Da es objektive Filmkritik sowieso nicht gibt und wir uns bei FILMLÖWIN grundsätzlich wenig dafür interessieren, was patriarchale Strukturen uns vorgeben, werde ich es jetzt trotzdem tun. Weil der Film es verdient hat, dass ihr jetzt hier von ihm erfahrt.
Alles begann vor etwa sieben Jahren, als Regisseurin Kerstin Polte von der Evakuierung eines Altersheims im Zuge einer Bombenentschärfung erfuhr und sich dachte: Diese Menschen haben jetzt unter Umständen schon das zweite Mal mit derselben Bombe zu tun! Aufbauend auf diesem Gedanken entwickelte sie die Handlung ihres Episodenfilms Blindgänger, der verschiedene Figuren rund um eine Bombenentschärfung in der Hamburger Innenstadt begleitet.
Alle Protagonist*innen sollen auf Augenhöhe sein, ihre eigenen Geschichten mit Höhen und Tiefen erleben, sagte Kerstin Polte nach der Uraufführung beim Filmfest Hamburg 2024. Für mich stand aber trotzdem eine Figur klar im Fokus: Lane (Anne Ratte-Polle), die beim Kampfmittelräumdienst arbeitet, ein transgenerationales Trauma verarbeitet und deren Mutter Margit (Barbara Nüsse), selbst Überlebende des zweiten Weltkriegs, seit Jahren das Haus nicht verlassen hat. Aber da sind noch viel mehr Figuren, wie Lanes Kollege Otto (Bernhard Schütz) und dessen Ehefrau Hanne (Claudia Michelsen), Margits Nachbar Viktor (Karl Markovics) und dessen Untermieter Junis (Ivar Wafaei) dem die Abschiebung nach Afghanistan droht.
Wie schon in Poltes letztem Film Wer hat eigentlich die Liebe erfunden? ist auch in Blindgänger die Liebe der Regisseurin zu jeder einzelnen Figur ihrer Geschichte auf eine besondere Weise spürbar. Als Publikum können wir mit ausnahmslos allen Sympathie empfinden und werden an keiner Stelle zu vorschnellen Urteilen eingeladen. Dramaturgisch gesehen findet der Konflikt also in den Figuren und nicht zwischen ihnen statt: Es gibt keine Bösewicht*innen in dieser Geschichte. Statt auf maximaler Spannung in Anbetracht der tickenden Bombe liegt der Fokus der Erzählung auf den Protagonist*innen, alle selbst kleine tickende Bomben. In den Tiefen ihrer Geschichten liegt jeweils mindestens ein Blindgänger, ein Trauma, ein Schmerz, eine Sehnsucht, die viel zu lange ignoriert wurden und sich jetzt den Weg an die Oberfläche bahnen. Letztlich ist Trauma vielleicht genau das: eine verschüttete Bombe in den tiefen unseres Unterbewusstseins, die wir nicht ewig ignorieren, sondern behutsam entschärfen müssen, damit sie nicht eines Tages explodiert.

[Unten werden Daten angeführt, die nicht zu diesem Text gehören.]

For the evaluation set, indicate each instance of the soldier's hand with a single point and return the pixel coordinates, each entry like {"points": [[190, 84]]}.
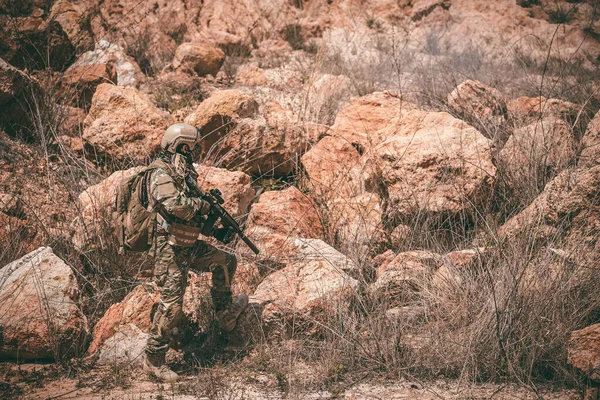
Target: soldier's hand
{"points": [[224, 235], [203, 206]]}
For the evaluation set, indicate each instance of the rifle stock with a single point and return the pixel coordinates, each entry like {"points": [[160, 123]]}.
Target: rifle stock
{"points": [[213, 197]]}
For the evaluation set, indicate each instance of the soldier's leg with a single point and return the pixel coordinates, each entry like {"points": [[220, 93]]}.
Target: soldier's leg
{"points": [[170, 276], [222, 265]]}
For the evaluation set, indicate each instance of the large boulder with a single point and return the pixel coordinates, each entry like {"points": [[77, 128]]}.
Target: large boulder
{"points": [[479, 105], [400, 280], [431, 164], [563, 212], [35, 43], [71, 18], [239, 135], [251, 76], [121, 334], [584, 351], [356, 224], [83, 80], [328, 165], [16, 89], [135, 309], [235, 186], [310, 289], [281, 216], [128, 72], [199, 57], [123, 126], [590, 143], [362, 118], [219, 114], [39, 315], [538, 151], [96, 205]]}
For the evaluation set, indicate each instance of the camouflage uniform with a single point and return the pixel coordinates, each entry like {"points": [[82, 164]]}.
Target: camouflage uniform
{"points": [[167, 187]]}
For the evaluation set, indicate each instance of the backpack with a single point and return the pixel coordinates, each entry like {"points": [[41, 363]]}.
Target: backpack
{"points": [[134, 223]]}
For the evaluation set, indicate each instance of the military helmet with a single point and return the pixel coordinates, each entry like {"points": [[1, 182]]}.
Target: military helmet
{"points": [[179, 134]]}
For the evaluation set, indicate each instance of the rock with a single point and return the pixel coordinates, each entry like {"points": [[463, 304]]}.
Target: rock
{"points": [[84, 79], [16, 89], [199, 57], [356, 224], [362, 118], [11, 205], [325, 97], [310, 289], [125, 346], [235, 186], [479, 105], [220, 113], [328, 165], [251, 76], [453, 265], [590, 143], [309, 250], [71, 122], [123, 126], [39, 316], [431, 164], [135, 309], [129, 73], [33, 43], [401, 279], [279, 217], [71, 17], [96, 204], [562, 212], [584, 351], [422, 8], [527, 110], [121, 334], [238, 137], [537, 152]]}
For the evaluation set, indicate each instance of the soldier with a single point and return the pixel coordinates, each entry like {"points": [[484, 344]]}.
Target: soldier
{"points": [[180, 216]]}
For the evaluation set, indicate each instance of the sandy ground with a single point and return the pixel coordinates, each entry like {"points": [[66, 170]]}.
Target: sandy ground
{"points": [[40, 382]]}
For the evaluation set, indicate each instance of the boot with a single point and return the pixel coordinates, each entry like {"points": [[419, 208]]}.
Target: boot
{"points": [[227, 318], [155, 364]]}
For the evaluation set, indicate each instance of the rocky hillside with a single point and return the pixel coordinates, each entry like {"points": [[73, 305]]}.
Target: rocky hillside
{"points": [[420, 176]]}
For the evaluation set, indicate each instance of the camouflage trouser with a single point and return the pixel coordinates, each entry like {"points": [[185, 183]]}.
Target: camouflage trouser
{"points": [[170, 273]]}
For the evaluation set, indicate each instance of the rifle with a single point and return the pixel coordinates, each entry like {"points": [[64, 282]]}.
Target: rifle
{"points": [[215, 200]]}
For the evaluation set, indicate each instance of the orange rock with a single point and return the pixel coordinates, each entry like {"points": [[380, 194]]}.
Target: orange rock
{"points": [[235, 186], [479, 104], [430, 162], [403, 277], [39, 317], [584, 351], [310, 288], [123, 126], [281, 216], [328, 165], [545, 147], [251, 76], [362, 118], [199, 57], [96, 204], [83, 81]]}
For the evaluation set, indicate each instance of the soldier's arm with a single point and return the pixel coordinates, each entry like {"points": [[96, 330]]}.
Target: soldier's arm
{"points": [[174, 201]]}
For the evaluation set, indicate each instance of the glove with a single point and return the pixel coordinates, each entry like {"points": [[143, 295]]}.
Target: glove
{"points": [[224, 235], [203, 206]]}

Ich finde, niemand erzählt Geschichte im deutschen Kino wie Kerstin Polte, mit diesem Mut zur Magie und großen Emotionen, niedrigschwellig, breitentauglich und doch tiefgründig, queer und inklusiv. Das filmische Universum, das sie erschafft, sträubt sich gegen jede Form der zeitlichen Kohärenz: Da existieren Smartphones neben alten Tastentelefonen, da ist die Weltkriegsüberlebende definitiv zu jung für ihre Biographie. Die Zeitlosigkeit spiegelt sich auch in der Ausstattung wider, in den liebevoll eingerichteten und durch die Fülle an Requisiten märchenhaft wirkenden Innenräumen. Und zugleich fällt der diverse Cast auf, die Einbindung lesbischer Liebe, Drag und einer der zärtlichsten heterosexuellen Männerbegegnungen, die ich je im Kino gesehen habe. All das mag in einem US-amerikanischen Indiefilm wenig überraschen, doch im Kontext des zeitgenössischen deutschen Kinos sind diese Elemente, insbesondere in Kombination mit dem Genre, definitiv etwas Besonderes.
Ich sehe vor meinem inneren Auge schon Kolleg*innen mit erhobenen Augenbrauen darüber seufzen, dass der Einsatz von Musik zu sehr emotionalisiert, dass da zu viel Pathos ist, zu viel Kitsch. Zu viel für was eigentlich? Ich glaube viel eher, dass Kerstin Polte Filme für die breite Masse macht, eben kein nüchtern deutsches Arthaus-Kino, dessen vermeintliche Entschlüsselung einigen meiner Filmkritikolleg*innen so große Freude bereitet, weil sich die Botschaft so herrlich exklusiv anfühlt. Dass sie eine Frau ist, macht die Sache nicht besser. Männer dürfen in Deutschland natürlich gefühlsbetontes Mainstreamkino machen und werden dafür gefeiert. Die Messlatte für Frauen in der Regie hängt allerdings in der Höhe des internationalen Festivalerfolgs Toni Erdmann, um überhaupt erwähnt zu werden. Dabei ist diese Art messbaren Erfolgs natürlich in sich schon wieder ein patriarchales Konzept.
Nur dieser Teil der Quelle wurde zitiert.